Represented by U.S. Solicitor General Elizabeth Prelogar, the Biden administration had urged the justices to turn down the RNC’s request “to the extent it seeks a stay of the portion of the injunction based on the United States’ NVRA claim.” The RNC’s “cursory discussion of the relevant issues provides no sound basis for a stay,” Prelogar insisted, particularly when it is seeking relief based on the premise that a federal law is unconstitutional.

More specifically, Prelogar continued, the Supreme Court in 2013 ruled – in a case involving Arizona – that states violate the NVRA if they reject a federal form based on the voter’s failure to provide proof of citizenship. States cannot require a voter to provide any additional information beyond what the federal form requires, she wrote. The NVRA therefore supersedes “Arizona’s requirement that voters who register with the federal form submit documentary proof in order to vote for President or vote by mail.”

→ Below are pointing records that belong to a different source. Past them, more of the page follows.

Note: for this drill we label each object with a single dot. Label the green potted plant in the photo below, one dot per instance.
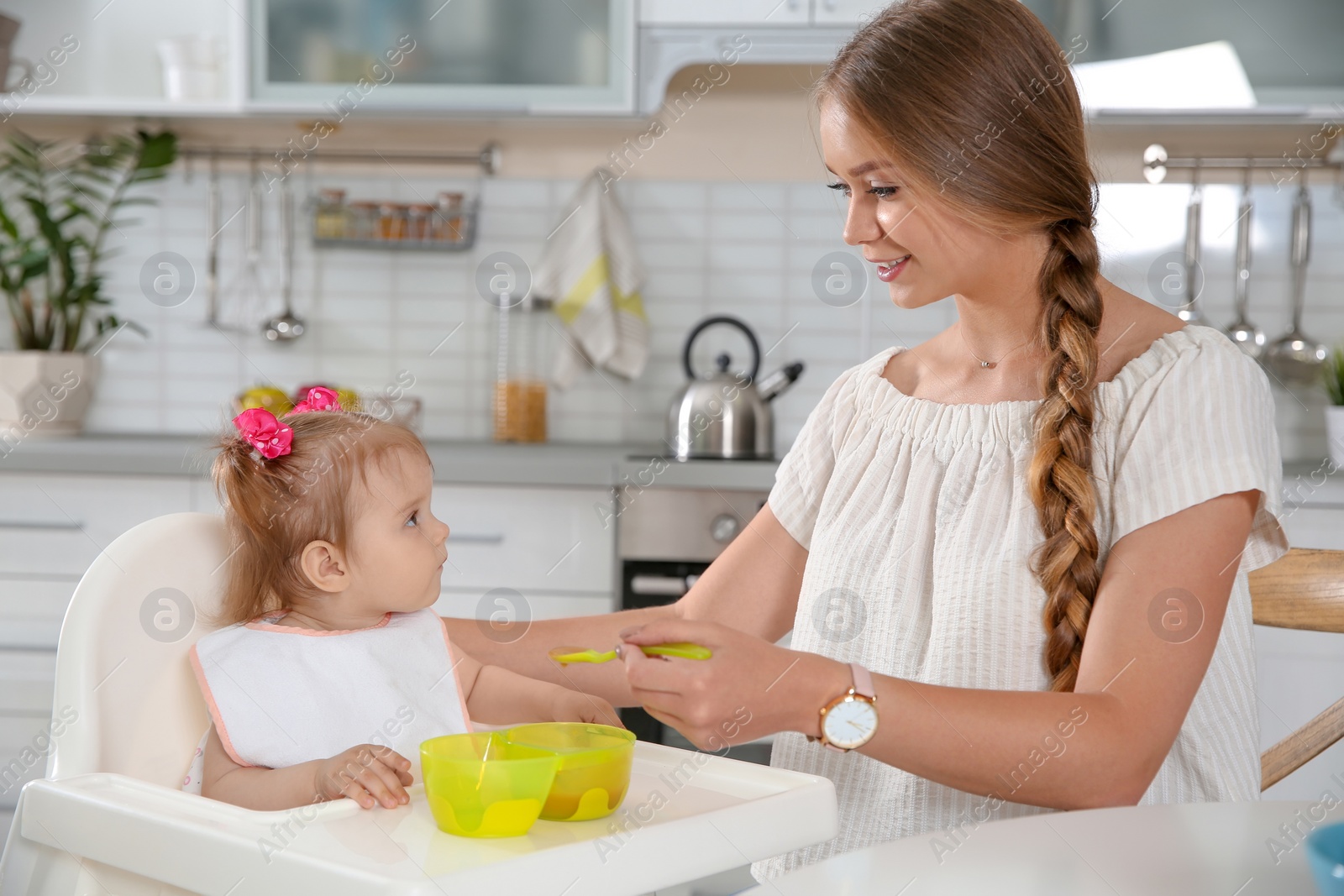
(58, 202)
(1334, 375)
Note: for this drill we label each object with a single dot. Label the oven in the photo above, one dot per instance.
(665, 539)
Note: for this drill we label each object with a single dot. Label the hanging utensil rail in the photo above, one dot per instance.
(488, 157)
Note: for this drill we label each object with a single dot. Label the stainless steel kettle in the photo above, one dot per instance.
(726, 416)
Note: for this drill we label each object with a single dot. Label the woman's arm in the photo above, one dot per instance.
(753, 586)
(1099, 746)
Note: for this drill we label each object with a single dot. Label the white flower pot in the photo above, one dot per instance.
(45, 394)
(1335, 432)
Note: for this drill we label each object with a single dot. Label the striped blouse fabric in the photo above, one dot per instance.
(920, 528)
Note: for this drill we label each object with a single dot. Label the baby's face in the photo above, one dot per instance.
(396, 546)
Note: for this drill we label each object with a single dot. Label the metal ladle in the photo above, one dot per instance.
(286, 327)
(1249, 338)
(1294, 356)
(1194, 273)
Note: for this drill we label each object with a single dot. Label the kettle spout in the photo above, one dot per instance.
(779, 382)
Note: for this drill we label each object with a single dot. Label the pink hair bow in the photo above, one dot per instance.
(319, 399)
(260, 429)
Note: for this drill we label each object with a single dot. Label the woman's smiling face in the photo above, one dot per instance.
(887, 221)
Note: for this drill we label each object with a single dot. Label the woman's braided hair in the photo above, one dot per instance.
(974, 102)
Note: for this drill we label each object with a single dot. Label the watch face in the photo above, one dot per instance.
(851, 723)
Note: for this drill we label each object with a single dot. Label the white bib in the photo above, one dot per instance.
(280, 694)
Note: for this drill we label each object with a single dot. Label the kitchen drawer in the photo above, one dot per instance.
(1314, 527)
(58, 524)
(515, 606)
(27, 683)
(534, 539)
(31, 610)
(24, 745)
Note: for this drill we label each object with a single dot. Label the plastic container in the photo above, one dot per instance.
(595, 766)
(481, 785)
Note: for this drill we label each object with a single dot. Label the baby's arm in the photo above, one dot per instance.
(499, 696)
(365, 773)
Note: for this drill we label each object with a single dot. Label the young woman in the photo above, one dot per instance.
(1032, 532)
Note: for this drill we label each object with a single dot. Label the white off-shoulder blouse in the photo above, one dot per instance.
(920, 527)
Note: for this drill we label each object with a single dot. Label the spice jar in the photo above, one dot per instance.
(363, 221)
(448, 222)
(519, 401)
(418, 217)
(391, 221)
(331, 217)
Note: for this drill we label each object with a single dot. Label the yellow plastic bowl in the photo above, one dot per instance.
(481, 785)
(595, 766)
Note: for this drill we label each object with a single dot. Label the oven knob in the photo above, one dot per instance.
(725, 528)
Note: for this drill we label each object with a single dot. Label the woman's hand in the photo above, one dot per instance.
(366, 773)
(575, 705)
(748, 689)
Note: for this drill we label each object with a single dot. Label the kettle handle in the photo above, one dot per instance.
(732, 322)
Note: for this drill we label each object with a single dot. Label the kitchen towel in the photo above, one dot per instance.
(593, 275)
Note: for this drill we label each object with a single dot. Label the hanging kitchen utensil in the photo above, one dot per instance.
(286, 327)
(1294, 356)
(726, 416)
(213, 228)
(1247, 335)
(249, 304)
(1194, 273)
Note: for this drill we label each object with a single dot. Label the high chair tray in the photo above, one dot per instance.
(685, 815)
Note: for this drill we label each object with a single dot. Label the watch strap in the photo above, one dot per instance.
(864, 681)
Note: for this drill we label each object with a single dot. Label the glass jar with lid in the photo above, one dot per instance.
(331, 219)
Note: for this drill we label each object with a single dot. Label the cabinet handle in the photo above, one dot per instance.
(663, 584)
(53, 527)
(476, 537)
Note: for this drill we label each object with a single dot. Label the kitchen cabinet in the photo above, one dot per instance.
(717, 13)
(844, 11)
(521, 56)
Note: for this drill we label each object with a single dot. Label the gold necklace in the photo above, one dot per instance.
(984, 363)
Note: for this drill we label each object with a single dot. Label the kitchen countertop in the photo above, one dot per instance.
(549, 464)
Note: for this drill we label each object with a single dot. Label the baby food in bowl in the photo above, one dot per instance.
(483, 785)
(595, 766)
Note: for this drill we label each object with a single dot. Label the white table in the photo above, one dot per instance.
(1184, 849)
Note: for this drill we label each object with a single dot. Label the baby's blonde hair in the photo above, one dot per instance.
(273, 508)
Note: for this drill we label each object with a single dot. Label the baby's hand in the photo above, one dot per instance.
(366, 773)
(573, 705)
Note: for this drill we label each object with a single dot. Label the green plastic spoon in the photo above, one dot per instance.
(566, 656)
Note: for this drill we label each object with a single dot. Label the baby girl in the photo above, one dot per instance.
(333, 667)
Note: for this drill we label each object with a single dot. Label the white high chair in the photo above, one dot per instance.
(111, 815)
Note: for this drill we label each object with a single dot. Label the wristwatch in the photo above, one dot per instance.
(850, 720)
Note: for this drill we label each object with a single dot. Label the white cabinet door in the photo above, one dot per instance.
(528, 539)
(1314, 527)
(844, 11)
(26, 687)
(31, 610)
(58, 524)
(504, 605)
(718, 13)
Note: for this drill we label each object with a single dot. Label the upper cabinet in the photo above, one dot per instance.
(503, 56)
(517, 58)
(721, 13)
(1289, 49)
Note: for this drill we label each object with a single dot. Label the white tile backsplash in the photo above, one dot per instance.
(709, 248)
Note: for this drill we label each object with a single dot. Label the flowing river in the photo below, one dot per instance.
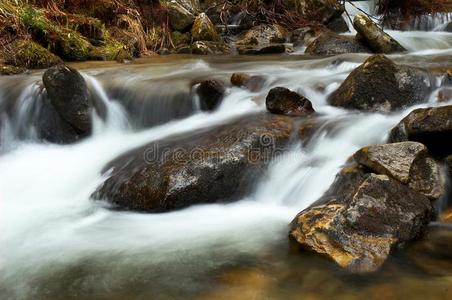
(57, 243)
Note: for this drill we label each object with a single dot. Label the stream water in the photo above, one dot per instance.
(56, 243)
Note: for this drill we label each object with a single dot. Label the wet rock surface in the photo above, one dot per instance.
(286, 102)
(322, 11)
(253, 83)
(430, 126)
(215, 165)
(394, 160)
(408, 163)
(69, 95)
(381, 85)
(379, 200)
(210, 93)
(330, 43)
(263, 39)
(359, 232)
(374, 37)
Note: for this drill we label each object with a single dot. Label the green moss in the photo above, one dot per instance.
(71, 45)
(36, 22)
(10, 70)
(28, 54)
(110, 51)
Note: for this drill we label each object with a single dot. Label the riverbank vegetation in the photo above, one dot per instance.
(41, 33)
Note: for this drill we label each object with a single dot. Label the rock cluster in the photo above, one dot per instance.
(378, 202)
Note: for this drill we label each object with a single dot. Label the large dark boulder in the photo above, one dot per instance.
(430, 126)
(406, 162)
(51, 127)
(210, 93)
(379, 200)
(381, 85)
(286, 102)
(69, 95)
(359, 232)
(374, 37)
(330, 43)
(212, 165)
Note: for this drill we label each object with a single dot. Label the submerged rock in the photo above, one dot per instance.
(286, 102)
(252, 83)
(379, 200)
(430, 126)
(330, 43)
(359, 232)
(375, 38)
(210, 93)
(381, 85)
(69, 95)
(203, 29)
(306, 35)
(205, 48)
(207, 166)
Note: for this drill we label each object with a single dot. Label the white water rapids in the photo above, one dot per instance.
(48, 222)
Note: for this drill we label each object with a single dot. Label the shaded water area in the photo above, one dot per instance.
(57, 243)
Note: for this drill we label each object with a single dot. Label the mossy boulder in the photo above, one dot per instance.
(69, 95)
(203, 29)
(28, 54)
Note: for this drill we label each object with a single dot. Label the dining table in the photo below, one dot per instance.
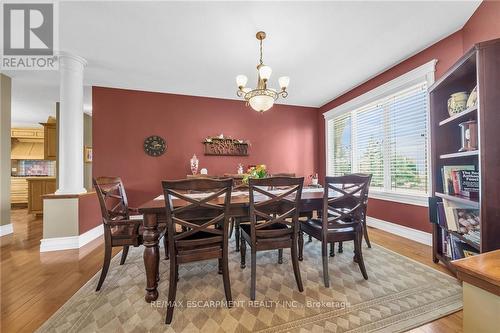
(154, 212)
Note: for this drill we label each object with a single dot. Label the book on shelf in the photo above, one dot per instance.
(466, 219)
(452, 179)
(460, 249)
(462, 220)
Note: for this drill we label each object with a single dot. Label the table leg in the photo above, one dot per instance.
(151, 256)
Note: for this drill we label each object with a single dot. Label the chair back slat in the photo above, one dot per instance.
(270, 209)
(345, 199)
(207, 214)
(112, 198)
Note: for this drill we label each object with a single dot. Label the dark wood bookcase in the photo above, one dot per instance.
(479, 66)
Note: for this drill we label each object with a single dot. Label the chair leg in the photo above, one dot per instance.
(220, 266)
(172, 290)
(165, 245)
(231, 227)
(358, 253)
(225, 276)
(365, 234)
(301, 245)
(296, 269)
(237, 233)
(124, 254)
(253, 275)
(324, 255)
(105, 265)
(243, 251)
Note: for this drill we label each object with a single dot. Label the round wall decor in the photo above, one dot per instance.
(154, 145)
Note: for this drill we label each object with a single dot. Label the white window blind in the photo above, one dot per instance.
(341, 159)
(387, 138)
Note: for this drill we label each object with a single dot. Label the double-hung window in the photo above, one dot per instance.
(385, 133)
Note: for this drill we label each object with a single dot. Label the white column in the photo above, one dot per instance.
(70, 124)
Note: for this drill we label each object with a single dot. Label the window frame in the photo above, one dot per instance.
(425, 72)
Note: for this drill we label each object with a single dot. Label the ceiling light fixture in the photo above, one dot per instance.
(261, 98)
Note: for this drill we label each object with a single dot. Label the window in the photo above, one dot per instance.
(386, 136)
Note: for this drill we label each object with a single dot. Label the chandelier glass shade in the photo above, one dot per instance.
(261, 98)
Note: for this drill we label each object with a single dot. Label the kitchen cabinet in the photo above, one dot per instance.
(26, 143)
(50, 141)
(37, 188)
(18, 190)
(26, 133)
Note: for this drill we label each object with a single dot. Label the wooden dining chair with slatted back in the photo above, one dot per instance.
(274, 222)
(197, 227)
(237, 221)
(343, 200)
(365, 229)
(122, 224)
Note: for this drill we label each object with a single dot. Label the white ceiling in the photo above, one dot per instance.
(197, 48)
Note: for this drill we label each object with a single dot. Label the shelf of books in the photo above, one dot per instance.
(465, 156)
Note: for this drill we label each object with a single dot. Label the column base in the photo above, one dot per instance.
(62, 191)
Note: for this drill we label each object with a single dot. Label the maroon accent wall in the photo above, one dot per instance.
(283, 138)
(89, 212)
(483, 25)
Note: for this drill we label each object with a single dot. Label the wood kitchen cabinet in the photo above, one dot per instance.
(50, 141)
(37, 188)
(18, 190)
(26, 133)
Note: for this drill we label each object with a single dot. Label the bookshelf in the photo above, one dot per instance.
(479, 66)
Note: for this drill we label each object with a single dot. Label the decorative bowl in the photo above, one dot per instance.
(457, 102)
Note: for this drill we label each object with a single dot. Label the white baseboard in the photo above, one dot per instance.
(413, 234)
(73, 242)
(6, 229)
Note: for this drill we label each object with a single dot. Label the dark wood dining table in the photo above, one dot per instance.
(154, 212)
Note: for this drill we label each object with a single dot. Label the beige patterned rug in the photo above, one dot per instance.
(400, 294)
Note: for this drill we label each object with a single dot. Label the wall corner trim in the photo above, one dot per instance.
(6, 229)
(396, 229)
(73, 242)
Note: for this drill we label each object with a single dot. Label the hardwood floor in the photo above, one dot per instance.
(34, 285)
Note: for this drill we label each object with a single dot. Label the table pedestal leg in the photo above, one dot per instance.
(151, 256)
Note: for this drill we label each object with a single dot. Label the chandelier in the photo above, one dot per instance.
(261, 98)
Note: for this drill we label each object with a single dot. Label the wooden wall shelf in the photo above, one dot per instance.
(460, 116)
(480, 68)
(460, 154)
(459, 199)
(225, 147)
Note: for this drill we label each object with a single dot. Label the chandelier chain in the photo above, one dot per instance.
(261, 52)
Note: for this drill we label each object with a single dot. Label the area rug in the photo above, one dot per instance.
(399, 294)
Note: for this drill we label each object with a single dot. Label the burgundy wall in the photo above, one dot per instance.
(483, 25)
(283, 138)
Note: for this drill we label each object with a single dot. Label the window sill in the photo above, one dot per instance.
(409, 199)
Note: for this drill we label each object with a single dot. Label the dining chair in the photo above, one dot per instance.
(344, 201)
(237, 221)
(365, 229)
(274, 222)
(198, 229)
(122, 224)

Arizona, represented by Attorney General Kris Mayes, opposed the RNC’s request. Mayes acknowledged the state’s interest in defending and enforcing the law, but she countered that the “State also has an interest in smoothly administering its laws, especially for elections.” Indeed, she wrote, “putting the district court’s injunction on hold now” would be “destabilizing,” because the state has not been enforcing the provisions at the center of the dispute.

The Democratic National Committee and the Arizona Democratic Party echoed this sentiment in their brief, observing that the relief sought by RNC and Republican legislators would also “mean people who voted for a presidential candidate or by mail earlier this year — including in the July 30 primary just two weeks ago — would suddenly be unable to do so.”